Usted vive en Barcelona. Los últimos sondeos reflejan un desplome del apoyo al independentismo. Y ha dicho que no le gustan “los nacionalismos estrechos”. ¿Me puede explicar en qué consisten?

– Me gustan los nacionalismos anchos, en el sentido de aceptar el nacionalismo del otro. Hay cuatro gatos estrechos de mente y parece que son los que representan a la mayoría. Pues no es verdad. El catalán es una persona muy civilizada y muy abierta. Yo estoy aquí para testimoniarlo. La prueba es que estoy viviendo en Cataluña y no en otro sitio. Y eso es porque estoy a gusto. Me molestan los anti catalanes, los anti vascos, los anti franceses o los anti españoles, cortos.

Millones de ucranianos se ven obligados a huir de su país por la invasión de Putin. Usted tuvo que salir de España y exiliarse en Francia con su familia a causa de la dictadura franquista y sabe de primera mano lo que se siente.

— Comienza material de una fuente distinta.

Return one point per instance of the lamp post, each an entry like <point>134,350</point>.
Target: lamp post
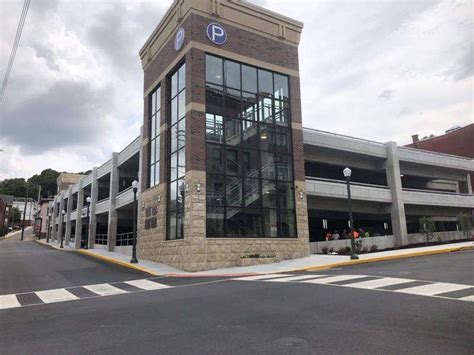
<point>49,227</point>
<point>63,212</point>
<point>347,174</point>
<point>88,201</point>
<point>134,247</point>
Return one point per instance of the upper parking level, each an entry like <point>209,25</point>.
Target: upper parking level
<point>377,150</point>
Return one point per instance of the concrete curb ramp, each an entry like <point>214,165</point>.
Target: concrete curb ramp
<point>402,255</point>
<point>383,258</point>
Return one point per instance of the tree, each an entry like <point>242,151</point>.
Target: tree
<point>465,223</point>
<point>427,228</point>
<point>17,186</point>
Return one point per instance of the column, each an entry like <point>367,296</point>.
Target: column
<point>469,184</point>
<point>93,217</point>
<point>53,219</point>
<point>68,215</point>
<point>114,185</point>
<point>80,204</point>
<point>60,224</point>
<point>397,211</point>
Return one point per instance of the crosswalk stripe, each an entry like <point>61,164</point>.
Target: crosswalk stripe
<point>297,278</point>
<point>467,298</point>
<point>433,289</point>
<point>261,277</point>
<point>57,295</point>
<point>147,284</point>
<point>372,284</point>
<point>9,301</point>
<point>105,289</point>
<point>326,280</point>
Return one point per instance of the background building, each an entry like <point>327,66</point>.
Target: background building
<point>457,141</point>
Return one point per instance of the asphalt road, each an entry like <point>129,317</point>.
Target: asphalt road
<point>204,316</point>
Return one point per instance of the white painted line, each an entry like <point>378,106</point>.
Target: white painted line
<point>433,289</point>
<point>326,280</point>
<point>58,295</point>
<point>147,284</point>
<point>467,298</point>
<point>105,289</point>
<point>372,284</point>
<point>297,278</point>
<point>260,277</point>
<point>9,301</point>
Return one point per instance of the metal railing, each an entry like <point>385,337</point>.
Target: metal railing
<point>124,239</point>
<point>344,182</point>
<point>101,239</point>
<point>436,191</point>
<point>436,153</point>
<point>342,135</point>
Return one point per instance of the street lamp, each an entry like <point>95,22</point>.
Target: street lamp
<point>49,227</point>
<point>88,200</point>
<point>134,247</point>
<point>347,174</point>
<point>63,212</point>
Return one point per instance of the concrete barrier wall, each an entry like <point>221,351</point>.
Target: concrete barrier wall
<point>383,242</point>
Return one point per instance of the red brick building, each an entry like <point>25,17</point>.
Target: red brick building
<point>457,142</point>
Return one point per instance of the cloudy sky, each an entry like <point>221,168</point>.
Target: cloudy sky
<point>381,70</point>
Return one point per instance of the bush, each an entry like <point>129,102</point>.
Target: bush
<point>374,248</point>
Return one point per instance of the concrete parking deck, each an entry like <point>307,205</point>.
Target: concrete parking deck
<point>312,262</point>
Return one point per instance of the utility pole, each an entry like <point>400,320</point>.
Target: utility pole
<point>24,213</point>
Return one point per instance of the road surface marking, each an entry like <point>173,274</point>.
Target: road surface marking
<point>9,301</point>
<point>297,278</point>
<point>326,280</point>
<point>433,289</point>
<point>386,281</point>
<point>147,284</point>
<point>260,277</point>
<point>105,289</point>
<point>58,295</point>
<point>467,298</point>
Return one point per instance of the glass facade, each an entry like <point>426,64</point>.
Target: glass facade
<point>249,168</point>
<point>155,110</point>
<point>177,154</point>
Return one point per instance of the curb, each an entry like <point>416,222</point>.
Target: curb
<point>382,258</point>
<point>117,262</point>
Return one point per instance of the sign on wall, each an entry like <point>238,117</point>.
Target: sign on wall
<point>179,39</point>
<point>216,33</point>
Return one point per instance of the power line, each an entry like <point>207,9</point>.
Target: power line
<point>19,30</point>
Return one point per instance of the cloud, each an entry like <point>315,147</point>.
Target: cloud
<point>381,70</point>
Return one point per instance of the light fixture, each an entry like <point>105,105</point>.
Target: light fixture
<point>347,172</point>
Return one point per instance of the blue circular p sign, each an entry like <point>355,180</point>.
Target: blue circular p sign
<point>216,33</point>
<point>179,39</point>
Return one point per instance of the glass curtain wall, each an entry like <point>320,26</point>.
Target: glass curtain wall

– Millones de ucranianos tienen que dejar su país y dejar los muertos asesinados por el enano de Putin que, como todos los enanos, envidian a los gigantes. Quieren ser gigantes pero serán siempre enanos a nivel personal. Me indigna Putin…

Ha abierto su gira con lleno y con un público entregado que ha coreado sus canciones que siguen navegando tiempos.

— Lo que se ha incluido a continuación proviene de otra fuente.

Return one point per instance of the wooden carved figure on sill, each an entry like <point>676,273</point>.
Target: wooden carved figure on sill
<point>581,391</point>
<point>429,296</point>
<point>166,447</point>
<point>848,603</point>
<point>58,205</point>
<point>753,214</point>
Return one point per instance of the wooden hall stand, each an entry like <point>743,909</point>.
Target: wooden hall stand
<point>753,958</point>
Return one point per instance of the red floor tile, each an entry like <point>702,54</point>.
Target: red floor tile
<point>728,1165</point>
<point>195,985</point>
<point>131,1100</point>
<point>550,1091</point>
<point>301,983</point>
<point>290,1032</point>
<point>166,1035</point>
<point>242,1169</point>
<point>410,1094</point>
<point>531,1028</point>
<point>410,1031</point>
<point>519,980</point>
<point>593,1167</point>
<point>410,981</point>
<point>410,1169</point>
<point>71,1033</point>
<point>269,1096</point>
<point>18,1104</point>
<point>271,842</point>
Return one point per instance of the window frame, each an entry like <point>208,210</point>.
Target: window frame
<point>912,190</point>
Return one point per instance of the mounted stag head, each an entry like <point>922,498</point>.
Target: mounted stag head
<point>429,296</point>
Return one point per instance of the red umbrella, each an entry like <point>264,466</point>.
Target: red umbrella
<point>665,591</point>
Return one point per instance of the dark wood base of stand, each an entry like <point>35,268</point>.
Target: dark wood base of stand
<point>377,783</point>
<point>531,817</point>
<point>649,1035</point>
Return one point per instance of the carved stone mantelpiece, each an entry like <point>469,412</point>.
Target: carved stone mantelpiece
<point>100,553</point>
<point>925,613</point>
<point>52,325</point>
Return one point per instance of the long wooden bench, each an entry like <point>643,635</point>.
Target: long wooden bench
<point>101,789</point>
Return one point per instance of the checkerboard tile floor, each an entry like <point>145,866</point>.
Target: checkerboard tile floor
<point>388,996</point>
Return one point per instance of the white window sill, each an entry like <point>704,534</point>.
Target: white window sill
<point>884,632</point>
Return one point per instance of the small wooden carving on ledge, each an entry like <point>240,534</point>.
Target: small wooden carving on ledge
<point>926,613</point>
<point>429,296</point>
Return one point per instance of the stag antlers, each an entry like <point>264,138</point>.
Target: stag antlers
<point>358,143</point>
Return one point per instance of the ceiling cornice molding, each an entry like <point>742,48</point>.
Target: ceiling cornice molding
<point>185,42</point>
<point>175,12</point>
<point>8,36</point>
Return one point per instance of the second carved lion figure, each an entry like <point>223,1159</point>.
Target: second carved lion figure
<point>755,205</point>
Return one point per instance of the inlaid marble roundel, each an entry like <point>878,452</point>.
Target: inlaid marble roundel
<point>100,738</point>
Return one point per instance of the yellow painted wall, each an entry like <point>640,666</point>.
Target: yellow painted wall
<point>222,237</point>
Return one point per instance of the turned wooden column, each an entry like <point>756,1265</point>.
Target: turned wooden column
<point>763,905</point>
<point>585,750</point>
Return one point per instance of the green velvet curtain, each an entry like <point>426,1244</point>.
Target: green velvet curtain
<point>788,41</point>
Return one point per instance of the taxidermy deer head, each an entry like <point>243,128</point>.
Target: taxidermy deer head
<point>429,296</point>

– Intento cantar canciones duraderas. No me gustan las canciones mariposa que duran veinticuatro y luego se esfuman. Una canción no puede tener fecha de caducidad. Y si la tiene, es que ha nacido muerta… Intento que cada canción que sale de mi guitarra y de mi, sea duradera, que el siglo que viene la puedan cantar y que tenga vigencia.

Cartel de la gira de Paco Ibáñez.

¿Imaginó alguna vez que se convertiría en el trovador-leyenda que es hoy?

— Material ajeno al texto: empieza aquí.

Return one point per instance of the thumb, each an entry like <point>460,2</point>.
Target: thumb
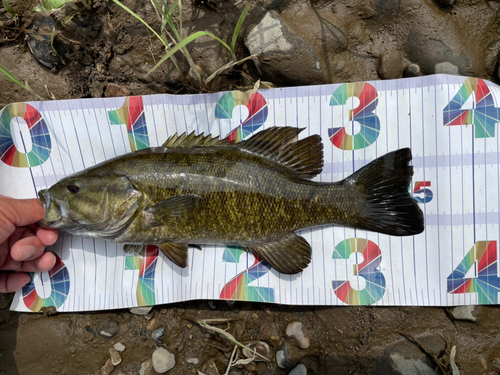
<point>21,212</point>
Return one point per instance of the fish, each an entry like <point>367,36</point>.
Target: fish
<point>200,189</point>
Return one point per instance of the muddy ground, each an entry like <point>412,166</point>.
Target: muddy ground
<point>103,51</point>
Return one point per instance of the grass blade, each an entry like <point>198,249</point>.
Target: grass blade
<point>185,42</point>
<point>237,29</point>
<point>140,19</point>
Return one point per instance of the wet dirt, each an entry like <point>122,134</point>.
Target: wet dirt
<point>108,53</point>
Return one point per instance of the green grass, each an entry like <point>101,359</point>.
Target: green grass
<point>174,39</point>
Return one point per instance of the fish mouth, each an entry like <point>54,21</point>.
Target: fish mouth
<point>52,210</point>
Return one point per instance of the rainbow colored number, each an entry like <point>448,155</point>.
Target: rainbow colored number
<point>363,114</point>
<point>40,137</point>
<point>238,288</point>
<point>420,188</point>
<point>59,282</point>
<point>146,295</point>
<point>132,115</point>
<point>257,112</point>
<point>486,283</point>
<point>369,269</point>
<point>484,114</point>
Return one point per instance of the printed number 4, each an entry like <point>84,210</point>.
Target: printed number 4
<point>486,283</point>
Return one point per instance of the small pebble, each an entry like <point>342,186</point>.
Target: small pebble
<point>297,331</point>
<point>109,328</point>
<point>147,368</point>
<point>446,68</point>
<point>300,369</point>
<point>158,334</point>
<point>107,368</point>
<point>163,360</point>
<point>193,361</point>
<point>141,310</point>
<point>116,359</point>
<point>261,348</point>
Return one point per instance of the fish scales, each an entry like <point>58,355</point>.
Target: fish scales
<point>255,194</point>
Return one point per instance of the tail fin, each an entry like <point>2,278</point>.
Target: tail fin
<point>389,208</point>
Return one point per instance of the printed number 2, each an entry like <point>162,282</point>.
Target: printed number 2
<point>486,283</point>
<point>363,114</point>
<point>132,115</point>
<point>237,288</point>
<point>369,269</point>
<point>483,115</point>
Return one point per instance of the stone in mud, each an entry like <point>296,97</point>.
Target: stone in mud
<point>405,358</point>
<point>390,64</point>
<point>285,58</point>
<point>297,331</point>
<point>163,360</point>
<point>116,359</point>
<point>466,313</point>
<point>109,328</point>
<point>300,369</point>
<point>412,70</point>
<point>446,68</point>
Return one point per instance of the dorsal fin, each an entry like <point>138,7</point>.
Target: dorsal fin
<point>305,157</point>
<point>193,140</point>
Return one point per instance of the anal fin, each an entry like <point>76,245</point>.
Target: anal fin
<point>176,252</point>
<point>289,255</point>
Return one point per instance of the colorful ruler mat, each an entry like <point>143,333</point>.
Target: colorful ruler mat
<point>448,121</point>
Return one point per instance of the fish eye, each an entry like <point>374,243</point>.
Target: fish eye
<point>73,187</point>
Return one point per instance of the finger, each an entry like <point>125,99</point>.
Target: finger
<point>21,212</point>
<point>42,264</point>
<point>28,247</point>
<point>47,236</point>
<point>12,282</point>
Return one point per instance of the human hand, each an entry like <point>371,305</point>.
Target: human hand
<point>22,244</point>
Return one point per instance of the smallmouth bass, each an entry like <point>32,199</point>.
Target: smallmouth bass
<point>200,189</point>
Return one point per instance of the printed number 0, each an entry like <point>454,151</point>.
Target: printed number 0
<point>369,269</point>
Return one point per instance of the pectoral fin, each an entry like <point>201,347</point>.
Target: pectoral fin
<point>173,208</point>
<point>176,252</point>
<point>289,255</point>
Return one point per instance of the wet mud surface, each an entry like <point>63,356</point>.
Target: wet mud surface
<point>103,51</point>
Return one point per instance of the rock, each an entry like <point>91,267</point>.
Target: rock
<point>163,360</point>
<point>285,58</point>
<point>113,90</point>
<point>406,358</point>
<point>116,359</point>
<point>261,348</point>
<point>119,346</point>
<point>5,300</point>
<point>283,357</point>
<point>300,369</point>
<point>466,313</point>
<point>158,334</point>
<point>193,361</point>
<point>390,64</point>
<point>109,328</point>
<point>412,70</point>
<point>147,368</point>
<point>446,68</point>
<point>141,310</point>
<point>107,368</point>
<point>49,53</point>
<point>297,331</point>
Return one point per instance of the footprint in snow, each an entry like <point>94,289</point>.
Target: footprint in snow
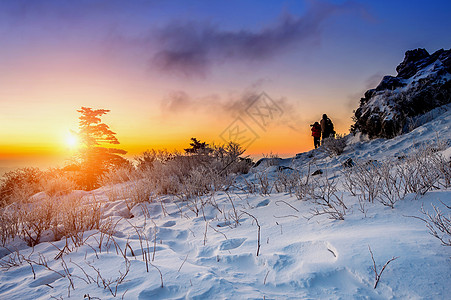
<point>231,244</point>
<point>168,224</point>
<point>263,203</point>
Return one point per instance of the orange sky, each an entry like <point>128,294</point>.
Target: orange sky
<point>172,70</point>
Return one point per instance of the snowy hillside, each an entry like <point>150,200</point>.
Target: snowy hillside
<point>265,243</point>
<point>396,105</point>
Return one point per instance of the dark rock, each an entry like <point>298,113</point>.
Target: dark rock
<point>422,84</point>
<point>410,64</point>
<point>317,172</point>
<point>389,83</point>
<point>349,163</point>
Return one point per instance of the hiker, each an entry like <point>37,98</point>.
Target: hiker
<point>316,133</point>
<point>327,127</point>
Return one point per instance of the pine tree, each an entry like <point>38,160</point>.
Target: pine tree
<point>96,159</point>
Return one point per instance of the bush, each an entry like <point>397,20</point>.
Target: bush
<point>19,185</point>
<point>56,182</point>
<point>334,146</point>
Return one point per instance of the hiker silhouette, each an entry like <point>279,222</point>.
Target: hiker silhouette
<point>327,127</point>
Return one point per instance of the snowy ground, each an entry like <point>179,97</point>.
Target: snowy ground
<point>214,255</point>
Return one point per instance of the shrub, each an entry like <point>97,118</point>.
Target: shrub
<point>334,146</point>
<point>19,185</point>
<point>55,182</point>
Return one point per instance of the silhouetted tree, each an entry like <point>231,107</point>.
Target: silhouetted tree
<point>198,147</point>
<point>94,158</point>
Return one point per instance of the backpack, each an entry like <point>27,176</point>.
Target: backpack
<point>329,126</point>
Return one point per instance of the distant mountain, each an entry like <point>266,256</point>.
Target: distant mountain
<point>398,104</point>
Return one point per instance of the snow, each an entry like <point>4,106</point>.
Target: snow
<point>214,255</point>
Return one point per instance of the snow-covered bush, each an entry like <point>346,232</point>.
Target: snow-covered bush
<point>9,225</point>
<point>35,218</point>
<point>117,175</point>
<point>326,195</point>
<point>57,184</point>
<point>334,146</point>
<point>18,185</point>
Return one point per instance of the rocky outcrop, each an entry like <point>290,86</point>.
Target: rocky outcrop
<point>423,83</point>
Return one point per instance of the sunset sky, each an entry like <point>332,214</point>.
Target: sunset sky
<point>172,70</point>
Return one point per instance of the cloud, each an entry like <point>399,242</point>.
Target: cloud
<point>191,48</point>
<point>231,106</point>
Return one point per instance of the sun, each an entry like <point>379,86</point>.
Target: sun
<point>71,140</point>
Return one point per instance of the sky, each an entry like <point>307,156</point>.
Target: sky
<point>256,72</point>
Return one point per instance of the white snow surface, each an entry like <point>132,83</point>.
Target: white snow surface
<point>209,257</point>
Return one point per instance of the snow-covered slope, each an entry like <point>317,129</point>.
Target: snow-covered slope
<point>423,83</point>
<point>213,255</point>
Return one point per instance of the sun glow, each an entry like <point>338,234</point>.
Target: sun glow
<point>72,140</point>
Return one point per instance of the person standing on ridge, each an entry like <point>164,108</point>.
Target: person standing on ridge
<point>327,127</point>
<point>316,133</point>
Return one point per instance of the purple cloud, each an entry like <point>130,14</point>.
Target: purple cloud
<point>191,48</point>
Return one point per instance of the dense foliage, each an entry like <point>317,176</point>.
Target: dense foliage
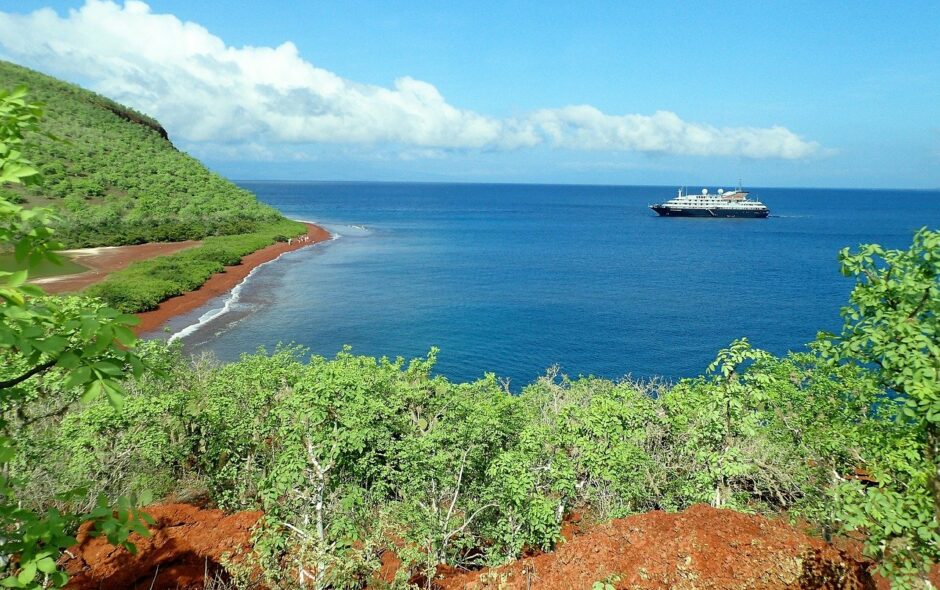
<point>52,352</point>
<point>114,178</point>
<point>144,284</point>
<point>350,455</point>
<point>347,455</point>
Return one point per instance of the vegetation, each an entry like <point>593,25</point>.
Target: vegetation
<point>352,454</point>
<point>53,353</point>
<point>144,284</point>
<point>114,178</point>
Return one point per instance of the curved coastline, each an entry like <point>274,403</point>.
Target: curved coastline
<point>224,282</point>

– No, no, en absoluto. Viví toda mi infancia con mi tío en un caserío con vacas y bueyes. Todos, hasta las vacas y los bueyes, hablábamos euskera. De ahí salí primero a Perpiñán y después a París. Ahora vivo en Barcelona. He andado como una pelota, de un lado a otro, pero también he tenido suerte. En la vida, si no tienes un poco de intuición y de suerte, malament, como dicen los catalanes. Y yo, he tenido suerte. Primero, al conocer a Pierre Pascal que me hizo descubrir a Brassens y después, al encontrar a Rafael Soto, el gran pintor venezolano. Trabajábamos en el cabaret haciendo música sudamericana y los músicos se burlaban de Soto. Yo no entendía mucho o, tal vez, nada de lo que hacía, pero jamás me burlé de él. Sentía que, dentro de Soto, había algo que sobrepasaba nuestra inteligencia o nuestra sensibilidad. Lo que decía Soto lo guardaba y me lo llevaba a casa. También conocí a Yupanqui. Y a Brassens, una enorme suerte, porque él fue quien me dio la pauta de lo que es la canción, de lo que es un poema, de lo que es el arte…

Todos tenemos que irnos un día. ¿Qué canción le gustaría que le acompañase en su adiós?

– Pues no sé, la verdad, porque no pienso irme.

- ¿Qué responde? Si le digo...

- Pobreza… 

-Que alguien se ha enriquecido a costa tuya.

- Libertad…

- Es como si hubiese una ventana cerrada que no te deja respirar y la abres y así puedes seguir viviendo y respirando.

- Premios…

- Ninguno. Creo que los que dan los premios se los dan a sí mismos. Son un cuento, una manera de realzar algo que no entiendo… Realza educando a la gente e introduciendo cultura para que la gente tenga su propio criterio y pueda escoger… Quienes dan premios son siempre los que se benefician. No tengo teoría pero es instinto, instinto. No aceptaré nunca ningún premio.

- Futuro…

- Enciendo la luz

- Julia…

- Me pongo a cantarla y a vivirla.

La gira internacional de Paco Ibáñez se completará con estas fechas: 27 de abril Barcelona, 4 de mayo Valencia, 2 de julio Palma de Mallorca, 23 de julio Sète, 8 de octubre Crevillente, 20 de noviembre Getxo. Cerrará en París en una fecha por determinar.